The downside is that hardly anybody has any idea what we really do! And that goes double for the Human Resources folks who have to make decisions about pay scales! They tend to look at what all the other schools are paying their librarians, and go according to that. And I think it must all be set by a combination of somebody's memory of their third grade school librarian (card catalog, shelving and stamping books), and what they believe we will put up with. And dammit, they seem to be right!

The problem is that the salary is basically set when you accept the darned job! Ever after that, it's just a matter of small percentage increases to the original salary you negotiate. Once you accept, that original salary is IT, guys! And the problem is that, like, me, most folks are just giddy with delight that, Golly, gee, they WANT me, they like me! Librarians are helpful folks; we are not by nature tough negotiators. (A fact the vendors and publishers have figured out and are often using to their advantage, I might add! See if you have tougher-minded people on your staff who can negotiate the contract for you and you sign it!)
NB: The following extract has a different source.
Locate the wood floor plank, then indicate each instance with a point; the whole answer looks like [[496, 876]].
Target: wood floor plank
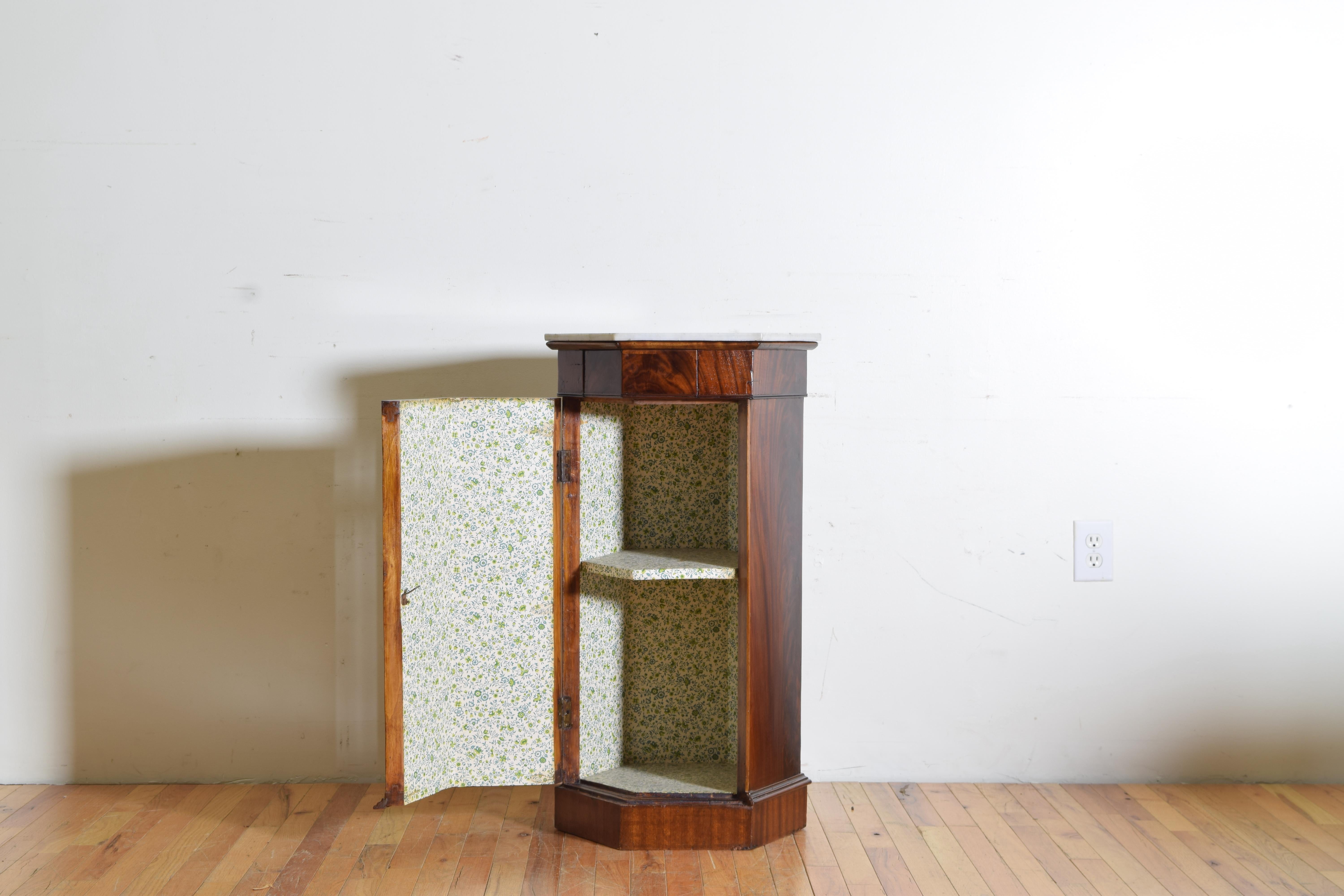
[[1229, 843], [368, 875], [1006, 805], [157, 842], [1130, 870], [1316, 803], [544, 862], [349, 846], [955, 862], [911, 844], [1061, 850], [579, 867], [720, 874], [515, 838], [128, 838], [1260, 835], [308, 858], [893, 874], [682, 868], [862, 840], [648, 872], [987, 860], [1002, 836], [68, 805], [44, 864], [948, 805], [506, 878], [753, 870], [612, 872], [194, 872], [1068, 877], [864, 817], [1138, 846], [917, 807], [1292, 816], [812, 843], [239, 860], [830, 812], [170, 859], [853, 859], [32, 809]]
So, once you take that job, you are stuck with percentages on the original salary until and unless you are willing to jump ship and go to another position. This is tough news. It is possible that if you move within the same library to another position, you can raise your salary considerably, so that's some consolation. But be aware, that the salary you negotiate going in, it so going to be IT.

Unless and until librarians either

1. challenge the HR people sharing information as a form of collusion along the lines of anti-trust violations (WOW! I think this might actually be more of a violation than sharing how much I pay student workers!); or

2. unionize across the country (gee, as a manager, I can't believe I said that! I might totally regret that),

I do not believe that librarian salaries will significantly improve. I am royally pissed off. I do not see any significant or effective action from AALL. They are piddling around making tiny tempests in tiny teapots lest WE violate antitrust talking to each other about student worker pay levels (the student workers are not competing with each other for the positions, how can this be anti-trust?), while the salary survey shows year after year, clear evidence that university pay levels are within pennies in the same region. Isn't that how the baseball players' union busted the owners' chops for collusion? I'd like to see some action here!